Human immunodeficiency virus infection and AIDs can cause a plethora of hematologic problems. Early on during HIV infection, immune thrombocytopenia is common as is the development of antiphospholipid antibodies. Anemia is the most common manifestation of HIV infection and is multifactorial due to both direct and indirect effects of the virus.12 Anemia is most often a hypoproliferative, low reticulocyte anemia due to anemia of chronic disease. Often, there is a blunted erythropoietin response. Coombs-positive autoimmune hemolytic anemia also occurs with increased frequency in HIV infection. Antiretroviral therapy often causes macrocytosis.

Anemia of chronic disease

Anemia of chronic disease (ACD), perhaps best termed anemia of acute or chronic inflammation, is a hypoproliferative anemia resulting from inflammatory cytokine effects on RBC production.9 The hallmark is cytokine-induced disturbance of iron homeostasis.
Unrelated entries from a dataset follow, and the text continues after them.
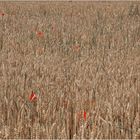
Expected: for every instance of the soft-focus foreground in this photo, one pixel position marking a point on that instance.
(70, 70)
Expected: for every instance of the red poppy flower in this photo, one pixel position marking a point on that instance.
(76, 48)
(40, 34)
(85, 117)
(2, 14)
(33, 97)
(82, 115)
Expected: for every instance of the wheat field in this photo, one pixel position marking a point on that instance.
(82, 62)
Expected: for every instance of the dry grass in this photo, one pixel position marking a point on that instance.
(87, 60)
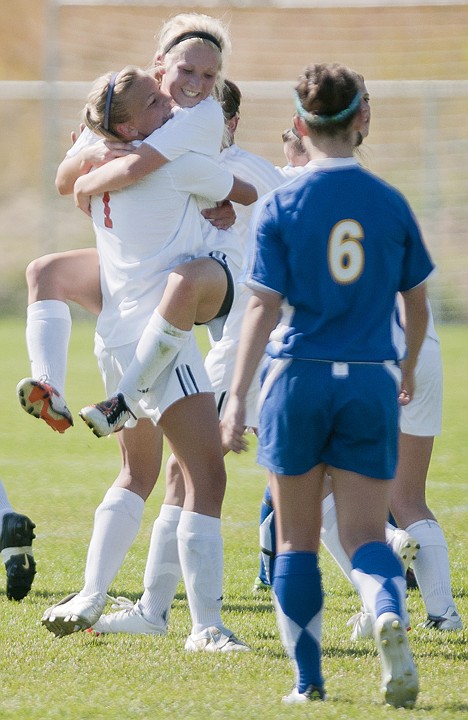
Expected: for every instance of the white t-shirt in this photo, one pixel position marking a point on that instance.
(145, 230)
(255, 170)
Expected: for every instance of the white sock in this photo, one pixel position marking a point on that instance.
(116, 524)
(5, 506)
(201, 558)
(431, 566)
(157, 347)
(48, 329)
(163, 571)
(330, 538)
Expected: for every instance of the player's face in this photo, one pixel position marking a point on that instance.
(149, 107)
(189, 76)
(365, 112)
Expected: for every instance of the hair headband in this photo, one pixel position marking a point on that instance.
(110, 92)
(324, 119)
(195, 34)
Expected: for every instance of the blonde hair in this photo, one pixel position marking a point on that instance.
(107, 103)
(186, 23)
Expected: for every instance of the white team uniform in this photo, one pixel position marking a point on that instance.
(423, 415)
(221, 359)
(142, 232)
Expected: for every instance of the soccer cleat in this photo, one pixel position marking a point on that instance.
(405, 546)
(74, 613)
(260, 586)
(107, 417)
(16, 549)
(399, 675)
(213, 639)
(129, 619)
(43, 401)
(362, 625)
(449, 621)
(296, 698)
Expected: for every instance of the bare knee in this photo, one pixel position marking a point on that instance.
(43, 281)
(175, 484)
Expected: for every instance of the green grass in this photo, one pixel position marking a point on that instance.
(60, 480)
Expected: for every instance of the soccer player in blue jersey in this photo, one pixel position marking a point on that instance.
(329, 252)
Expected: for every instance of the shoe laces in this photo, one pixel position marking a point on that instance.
(121, 603)
(114, 408)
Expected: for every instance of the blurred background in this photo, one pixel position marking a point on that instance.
(413, 55)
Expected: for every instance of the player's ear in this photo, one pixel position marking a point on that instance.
(127, 131)
(300, 125)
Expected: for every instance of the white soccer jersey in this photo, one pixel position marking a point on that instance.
(145, 230)
(197, 129)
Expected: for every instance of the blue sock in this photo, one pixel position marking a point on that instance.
(378, 576)
(298, 599)
(267, 538)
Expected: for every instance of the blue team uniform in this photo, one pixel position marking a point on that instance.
(337, 244)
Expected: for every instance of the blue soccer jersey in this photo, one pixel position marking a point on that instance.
(337, 243)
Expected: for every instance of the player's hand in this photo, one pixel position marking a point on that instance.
(82, 198)
(104, 151)
(222, 217)
(74, 136)
(232, 426)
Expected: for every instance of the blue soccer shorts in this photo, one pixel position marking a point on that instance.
(342, 414)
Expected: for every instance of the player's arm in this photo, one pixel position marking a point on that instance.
(261, 316)
(416, 318)
(242, 192)
(91, 156)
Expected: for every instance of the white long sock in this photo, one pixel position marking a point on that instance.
(431, 566)
(116, 524)
(330, 538)
(157, 347)
(201, 558)
(5, 506)
(48, 329)
(163, 571)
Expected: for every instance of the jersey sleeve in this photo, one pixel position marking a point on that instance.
(199, 175)
(266, 267)
(417, 264)
(199, 129)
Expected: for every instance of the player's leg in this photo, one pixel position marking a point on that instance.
(431, 566)
(150, 614)
(195, 293)
(16, 536)
(116, 524)
(191, 428)
(297, 584)
(421, 420)
(52, 281)
(267, 537)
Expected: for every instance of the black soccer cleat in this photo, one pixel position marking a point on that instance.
(16, 549)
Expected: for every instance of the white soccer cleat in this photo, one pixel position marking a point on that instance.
(399, 675)
(361, 624)
(108, 416)
(74, 613)
(405, 546)
(450, 620)
(129, 619)
(40, 399)
(310, 695)
(213, 639)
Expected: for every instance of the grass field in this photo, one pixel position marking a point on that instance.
(59, 480)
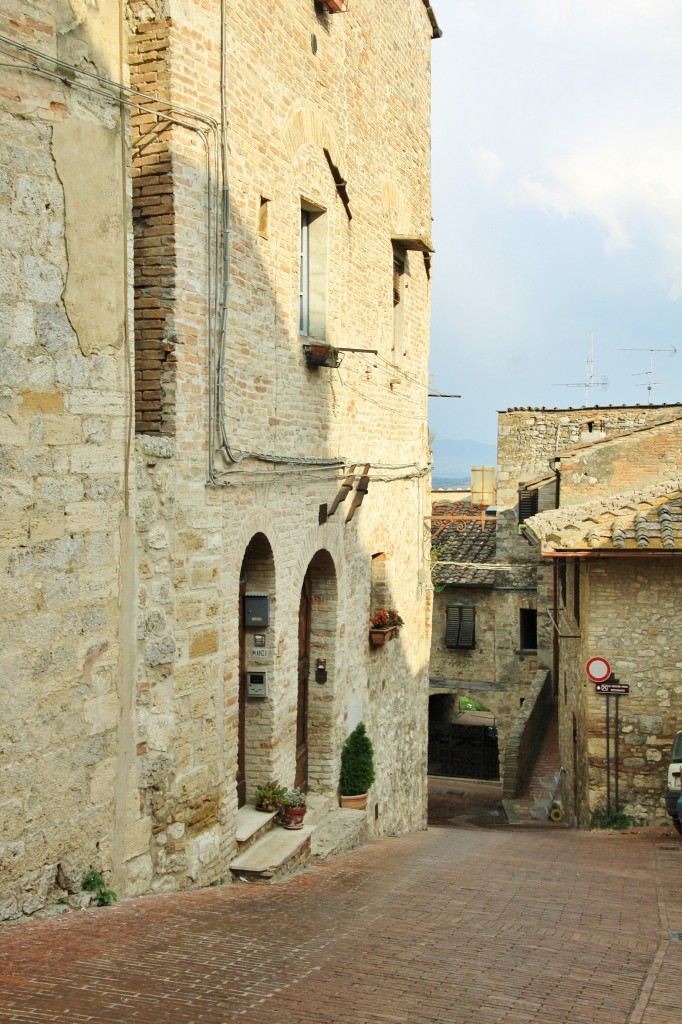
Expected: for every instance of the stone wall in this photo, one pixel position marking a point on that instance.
(125, 559)
(630, 615)
(496, 672)
(64, 436)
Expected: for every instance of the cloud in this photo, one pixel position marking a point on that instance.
(630, 183)
(487, 166)
(615, 25)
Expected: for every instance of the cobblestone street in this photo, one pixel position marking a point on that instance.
(444, 926)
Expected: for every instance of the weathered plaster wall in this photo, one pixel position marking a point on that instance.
(121, 591)
(62, 437)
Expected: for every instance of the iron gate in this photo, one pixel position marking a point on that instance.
(464, 751)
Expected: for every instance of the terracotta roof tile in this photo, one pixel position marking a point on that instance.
(463, 541)
(649, 519)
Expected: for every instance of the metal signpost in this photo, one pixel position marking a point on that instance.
(599, 671)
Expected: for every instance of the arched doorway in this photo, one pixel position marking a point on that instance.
(317, 638)
(256, 642)
(304, 615)
(463, 738)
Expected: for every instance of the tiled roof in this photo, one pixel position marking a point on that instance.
(585, 409)
(649, 519)
(462, 541)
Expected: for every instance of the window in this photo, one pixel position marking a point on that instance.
(460, 623)
(577, 591)
(561, 576)
(312, 284)
(527, 621)
(399, 260)
(527, 503)
(263, 217)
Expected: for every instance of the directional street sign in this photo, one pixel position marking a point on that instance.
(617, 688)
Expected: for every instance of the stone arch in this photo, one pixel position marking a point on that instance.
(462, 743)
(323, 688)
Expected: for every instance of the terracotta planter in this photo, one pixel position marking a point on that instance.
(294, 817)
(322, 355)
(379, 637)
(357, 803)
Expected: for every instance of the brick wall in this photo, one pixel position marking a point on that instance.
(154, 223)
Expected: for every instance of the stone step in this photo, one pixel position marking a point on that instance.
(340, 830)
(252, 825)
(526, 813)
(267, 851)
(276, 854)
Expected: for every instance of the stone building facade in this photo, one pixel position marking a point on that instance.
(602, 597)
(201, 522)
(483, 642)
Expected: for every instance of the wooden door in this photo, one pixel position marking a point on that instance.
(301, 779)
(241, 740)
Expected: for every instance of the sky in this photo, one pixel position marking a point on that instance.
(557, 204)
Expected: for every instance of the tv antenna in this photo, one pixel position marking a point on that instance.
(650, 384)
(589, 381)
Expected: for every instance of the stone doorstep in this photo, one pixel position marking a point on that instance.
(340, 830)
(251, 824)
(268, 851)
(275, 854)
(520, 812)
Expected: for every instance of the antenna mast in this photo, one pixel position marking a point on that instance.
(650, 384)
(589, 381)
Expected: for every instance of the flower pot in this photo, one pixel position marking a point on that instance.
(322, 355)
(379, 637)
(356, 803)
(294, 817)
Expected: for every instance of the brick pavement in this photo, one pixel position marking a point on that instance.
(497, 927)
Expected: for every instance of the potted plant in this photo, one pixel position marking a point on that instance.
(294, 807)
(318, 353)
(269, 797)
(335, 6)
(356, 768)
(385, 625)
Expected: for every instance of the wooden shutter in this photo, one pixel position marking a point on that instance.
(527, 504)
(467, 628)
(460, 622)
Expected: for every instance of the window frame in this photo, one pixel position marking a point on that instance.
(464, 631)
(527, 503)
(312, 272)
(526, 630)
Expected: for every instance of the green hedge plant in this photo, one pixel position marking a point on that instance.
(356, 763)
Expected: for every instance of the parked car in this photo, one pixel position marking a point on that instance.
(673, 787)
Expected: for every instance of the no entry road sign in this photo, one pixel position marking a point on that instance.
(598, 670)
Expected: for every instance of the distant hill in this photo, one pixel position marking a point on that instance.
(453, 460)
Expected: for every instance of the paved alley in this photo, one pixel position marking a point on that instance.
(451, 925)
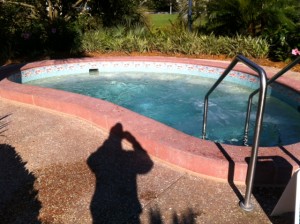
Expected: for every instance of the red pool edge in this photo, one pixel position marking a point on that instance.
(226, 162)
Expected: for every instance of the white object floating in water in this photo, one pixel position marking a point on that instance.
(93, 71)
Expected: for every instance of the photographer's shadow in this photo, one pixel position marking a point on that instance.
(115, 199)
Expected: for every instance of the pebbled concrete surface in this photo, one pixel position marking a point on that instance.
(56, 168)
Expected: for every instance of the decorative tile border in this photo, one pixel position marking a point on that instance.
(283, 93)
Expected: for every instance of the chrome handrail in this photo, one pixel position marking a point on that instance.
(270, 81)
(246, 204)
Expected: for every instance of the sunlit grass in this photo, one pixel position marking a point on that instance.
(162, 20)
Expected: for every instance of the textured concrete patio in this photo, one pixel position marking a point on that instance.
(55, 168)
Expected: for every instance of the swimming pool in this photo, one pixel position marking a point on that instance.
(275, 164)
(177, 101)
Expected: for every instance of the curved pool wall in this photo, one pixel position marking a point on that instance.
(275, 164)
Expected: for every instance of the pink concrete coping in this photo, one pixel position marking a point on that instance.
(275, 164)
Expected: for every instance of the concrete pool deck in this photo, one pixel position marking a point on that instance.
(226, 162)
(47, 176)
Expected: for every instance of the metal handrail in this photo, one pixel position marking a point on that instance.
(270, 81)
(246, 203)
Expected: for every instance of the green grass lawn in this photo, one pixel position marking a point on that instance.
(162, 20)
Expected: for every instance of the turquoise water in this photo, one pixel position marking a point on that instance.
(177, 101)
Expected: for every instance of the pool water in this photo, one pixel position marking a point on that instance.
(177, 101)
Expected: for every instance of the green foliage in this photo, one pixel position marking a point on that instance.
(162, 20)
(172, 41)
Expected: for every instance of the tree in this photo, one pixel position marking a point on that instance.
(249, 17)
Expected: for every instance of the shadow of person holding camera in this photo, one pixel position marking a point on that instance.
(115, 199)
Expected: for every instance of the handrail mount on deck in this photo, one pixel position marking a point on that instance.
(246, 203)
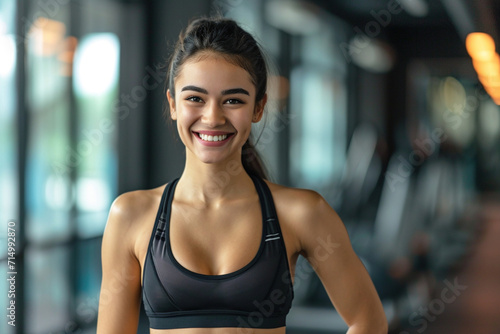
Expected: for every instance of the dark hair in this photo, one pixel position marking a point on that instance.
(227, 39)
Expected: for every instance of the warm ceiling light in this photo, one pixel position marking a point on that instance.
(492, 80)
(480, 46)
(489, 67)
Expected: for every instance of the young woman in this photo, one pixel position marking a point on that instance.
(214, 251)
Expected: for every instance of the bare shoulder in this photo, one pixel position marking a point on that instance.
(306, 215)
(132, 205)
(130, 215)
(304, 204)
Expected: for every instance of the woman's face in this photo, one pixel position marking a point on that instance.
(214, 108)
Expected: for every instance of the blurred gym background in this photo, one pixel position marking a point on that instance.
(388, 108)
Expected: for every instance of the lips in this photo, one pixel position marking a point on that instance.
(213, 138)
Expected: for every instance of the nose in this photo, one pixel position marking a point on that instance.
(213, 115)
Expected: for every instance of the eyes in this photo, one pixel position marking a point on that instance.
(198, 99)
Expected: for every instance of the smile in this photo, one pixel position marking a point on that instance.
(212, 138)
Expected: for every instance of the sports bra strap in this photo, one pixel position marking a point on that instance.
(164, 209)
(267, 205)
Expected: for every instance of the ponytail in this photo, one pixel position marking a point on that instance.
(252, 163)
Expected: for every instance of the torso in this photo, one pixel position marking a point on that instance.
(201, 248)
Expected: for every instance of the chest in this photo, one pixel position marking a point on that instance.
(215, 241)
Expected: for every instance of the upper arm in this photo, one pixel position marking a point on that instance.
(324, 242)
(120, 297)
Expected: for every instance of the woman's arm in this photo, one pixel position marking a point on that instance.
(325, 244)
(120, 296)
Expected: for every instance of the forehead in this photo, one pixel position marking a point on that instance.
(214, 73)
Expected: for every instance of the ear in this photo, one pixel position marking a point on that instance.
(259, 109)
(171, 104)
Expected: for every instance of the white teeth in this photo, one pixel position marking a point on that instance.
(212, 138)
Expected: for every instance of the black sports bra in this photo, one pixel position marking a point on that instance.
(259, 295)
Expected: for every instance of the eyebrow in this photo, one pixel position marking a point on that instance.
(224, 92)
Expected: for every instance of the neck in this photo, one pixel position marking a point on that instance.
(212, 183)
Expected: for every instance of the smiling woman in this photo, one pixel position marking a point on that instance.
(219, 257)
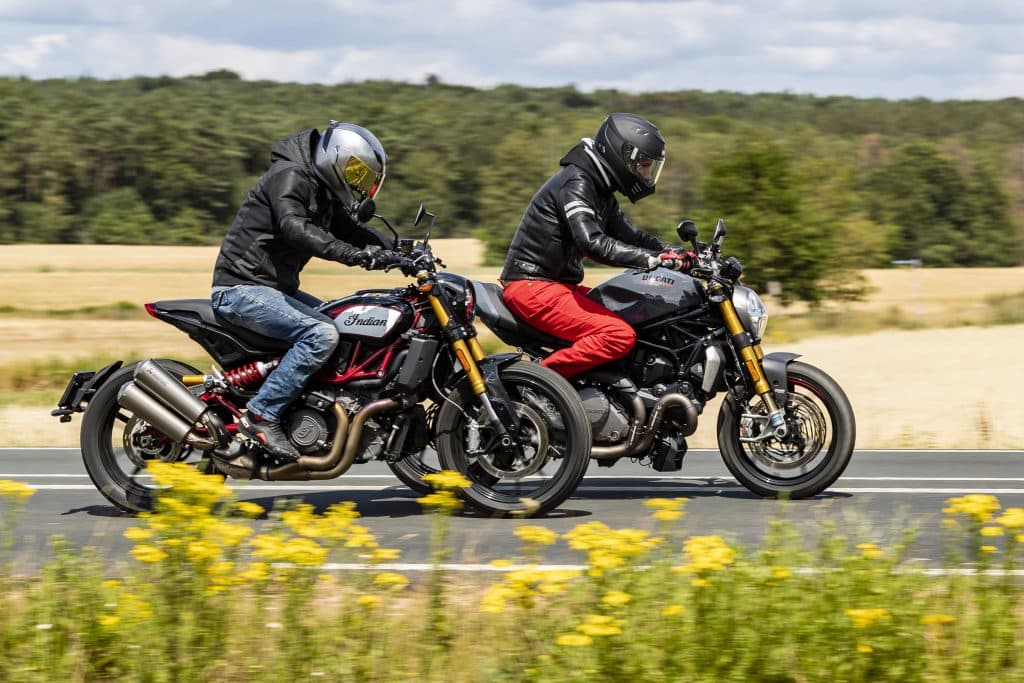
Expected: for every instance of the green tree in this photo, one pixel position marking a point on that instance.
(768, 229)
(118, 217)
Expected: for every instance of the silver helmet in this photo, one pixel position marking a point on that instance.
(351, 161)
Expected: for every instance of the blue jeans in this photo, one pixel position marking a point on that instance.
(294, 318)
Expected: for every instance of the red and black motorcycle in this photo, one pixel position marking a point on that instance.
(409, 375)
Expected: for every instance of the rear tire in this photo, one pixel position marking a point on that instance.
(551, 411)
(107, 428)
(819, 411)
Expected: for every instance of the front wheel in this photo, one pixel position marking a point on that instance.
(814, 454)
(117, 444)
(544, 469)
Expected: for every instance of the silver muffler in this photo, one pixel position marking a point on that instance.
(155, 395)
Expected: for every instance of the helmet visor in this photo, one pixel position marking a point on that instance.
(644, 167)
(361, 178)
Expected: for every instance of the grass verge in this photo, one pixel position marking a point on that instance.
(207, 597)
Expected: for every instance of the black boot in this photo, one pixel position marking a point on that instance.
(270, 435)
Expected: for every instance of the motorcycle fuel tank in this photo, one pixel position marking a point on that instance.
(640, 296)
(371, 315)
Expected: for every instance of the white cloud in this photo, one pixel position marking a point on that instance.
(28, 55)
(939, 48)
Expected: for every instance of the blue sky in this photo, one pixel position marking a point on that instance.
(939, 49)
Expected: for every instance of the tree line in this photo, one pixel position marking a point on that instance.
(811, 188)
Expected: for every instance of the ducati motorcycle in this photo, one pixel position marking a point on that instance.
(409, 375)
(784, 427)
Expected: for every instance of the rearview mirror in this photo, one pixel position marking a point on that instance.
(687, 230)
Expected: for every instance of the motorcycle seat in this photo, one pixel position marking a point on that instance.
(192, 314)
(492, 309)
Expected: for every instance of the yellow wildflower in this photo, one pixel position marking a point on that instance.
(15, 488)
(708, 553)
(446, 479)
(109, 621)
(979, 507)
(935, 620)
(864, 617)
(573, 640)
(537, 535)
(248, 509)
(615, 598)
(369, 600)
(255, 571)
(666, 503)
(1012, 518)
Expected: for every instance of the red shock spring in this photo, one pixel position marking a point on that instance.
(250, 374)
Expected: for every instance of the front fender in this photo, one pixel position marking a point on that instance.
(774, 366)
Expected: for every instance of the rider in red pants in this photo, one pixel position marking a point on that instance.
(576, 214)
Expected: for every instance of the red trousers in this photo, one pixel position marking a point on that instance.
(564, 311)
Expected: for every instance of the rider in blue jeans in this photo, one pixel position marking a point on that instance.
(303, 206)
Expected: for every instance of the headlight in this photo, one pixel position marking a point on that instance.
(751, 309)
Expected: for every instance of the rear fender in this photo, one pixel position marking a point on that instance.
(82, 386)
(775, 370)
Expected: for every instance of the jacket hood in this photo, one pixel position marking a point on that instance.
(583, 157)
(298, 148)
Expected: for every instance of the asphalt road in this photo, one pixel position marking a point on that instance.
(881, 494)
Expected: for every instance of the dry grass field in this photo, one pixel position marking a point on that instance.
(943, 381)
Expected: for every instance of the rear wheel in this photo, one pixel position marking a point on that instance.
(530, 478)
(814, 454)
(117, 445)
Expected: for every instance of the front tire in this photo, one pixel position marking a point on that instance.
(553, 417)
(812, 457)
(116, 444)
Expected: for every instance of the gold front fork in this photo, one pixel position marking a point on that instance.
(468, 351)
(750, 353)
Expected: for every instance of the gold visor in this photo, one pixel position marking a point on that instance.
(360, 177)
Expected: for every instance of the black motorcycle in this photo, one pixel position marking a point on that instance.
(409, 375)
(784, 427)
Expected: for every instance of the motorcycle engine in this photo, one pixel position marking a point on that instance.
(607, 420)
(307, 430)
(651, 369)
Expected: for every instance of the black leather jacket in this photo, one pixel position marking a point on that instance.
(572, 215)
(288, 218)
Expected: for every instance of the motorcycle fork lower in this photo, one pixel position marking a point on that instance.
(487, 388)
(751, 354)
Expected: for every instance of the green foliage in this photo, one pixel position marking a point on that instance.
(864, 181)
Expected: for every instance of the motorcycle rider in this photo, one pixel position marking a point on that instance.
(305, 205)
(576, 214)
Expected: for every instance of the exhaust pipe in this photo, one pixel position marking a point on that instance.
(155, 395)
(635, 443)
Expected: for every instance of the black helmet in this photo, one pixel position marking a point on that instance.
(633, 151)
(351, 161)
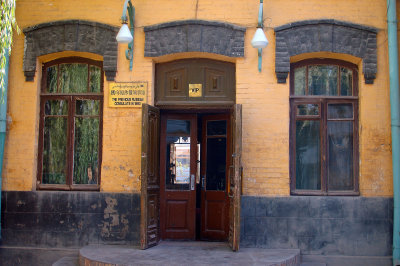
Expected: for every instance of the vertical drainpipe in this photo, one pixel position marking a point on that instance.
(395, 123)
(3, 125)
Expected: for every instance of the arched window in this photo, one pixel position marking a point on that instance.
(71, 104)
(324, 127)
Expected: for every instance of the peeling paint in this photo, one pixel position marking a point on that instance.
(114, 225)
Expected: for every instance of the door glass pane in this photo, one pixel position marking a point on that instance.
(216, 128)
(95, 79)
(86, 151)
(346, 82)
(56, 107)
(322, 80)
(340, 162)
(87, 107)
(52, 79)
(178, 127)
(54, 168)
(216, 164)
(178, 163)
(73, 78)
(307, 109)
(300, 81)
(338, 111)
(308, 159)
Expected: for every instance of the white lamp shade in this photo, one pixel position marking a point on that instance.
(259, 40)
(124, 35)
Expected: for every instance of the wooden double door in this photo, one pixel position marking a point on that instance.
(196, 195)
(194, 161)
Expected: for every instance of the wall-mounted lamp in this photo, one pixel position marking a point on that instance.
(125, 34)
(259, 40)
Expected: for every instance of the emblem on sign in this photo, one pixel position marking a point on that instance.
(195, 90)
(127, 94)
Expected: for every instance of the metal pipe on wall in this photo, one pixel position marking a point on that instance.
(395, 123)
(3, 126)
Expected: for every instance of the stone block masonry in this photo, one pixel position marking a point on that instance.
(69, 219)
(341, 226)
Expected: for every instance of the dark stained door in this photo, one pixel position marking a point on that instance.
(235, 177)
(150, 179)
(214, 177)
(178, 170)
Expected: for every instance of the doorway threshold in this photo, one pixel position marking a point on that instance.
(186, 253)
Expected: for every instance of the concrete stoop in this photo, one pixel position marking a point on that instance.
(186, 253)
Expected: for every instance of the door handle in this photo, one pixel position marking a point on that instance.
(192, 179)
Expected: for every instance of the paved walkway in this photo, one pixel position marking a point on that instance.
(187, 253)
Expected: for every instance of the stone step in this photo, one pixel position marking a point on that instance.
(312, 264)
(67, 261)
(186, 253)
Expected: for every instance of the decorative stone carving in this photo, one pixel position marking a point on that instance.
(326, 36)
(194, 36)
(71, 35)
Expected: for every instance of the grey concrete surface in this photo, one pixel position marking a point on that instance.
(189, 253)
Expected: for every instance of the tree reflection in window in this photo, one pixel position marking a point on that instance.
(70, 129)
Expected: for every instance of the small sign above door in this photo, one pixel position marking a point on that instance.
(127, 94)
(195, 90)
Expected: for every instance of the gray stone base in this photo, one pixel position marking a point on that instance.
(33, 256)
(56, 219)
(346, 260)
(334, 226)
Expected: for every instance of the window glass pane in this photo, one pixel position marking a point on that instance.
(340, 164)
(87, 107)
(343, 110)
(300, 81)
(52, 79)
(307, 109)
(178, 127)
(322, 80)
(54, 168)
(95, 78)
(178, 163)
(86, 151)
(73, 78)
(216, 164)
(346, 82)
(308, 159)
(56, 107)
(216, 128)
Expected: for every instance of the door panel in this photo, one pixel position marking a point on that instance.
(178, 170)
(215, 167)
(150, 178)
(235, 178)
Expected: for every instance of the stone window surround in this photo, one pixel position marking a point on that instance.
(71, 35)
(325, 35)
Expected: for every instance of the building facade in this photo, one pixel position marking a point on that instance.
(305, 142)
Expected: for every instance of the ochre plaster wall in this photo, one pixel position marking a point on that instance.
(265, 102)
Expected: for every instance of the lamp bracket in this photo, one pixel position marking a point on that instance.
(131, 16)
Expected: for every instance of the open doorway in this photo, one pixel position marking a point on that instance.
(191, 153)
(194, 169)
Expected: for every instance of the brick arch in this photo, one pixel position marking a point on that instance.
(325, 36)
(194, 36)
(71, 35)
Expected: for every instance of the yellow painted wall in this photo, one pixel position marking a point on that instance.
(265, 102)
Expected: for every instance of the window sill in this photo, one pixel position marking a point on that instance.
(322, 193)
(68, 187)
Iron, present in the bone marrow, is sequestered in reticuloendothelial cells and is not available for RBC and hemoglobin production. Often, ACD is a normochromic-normocytic anemia but it can progress to a microcytic anemia. The reticulocyte count is low, whereas the ferritin is characteristically >100 ng/mL and is often elevated. The erythropoietin response is blunted. Table 46.3 lists common causes of ACD.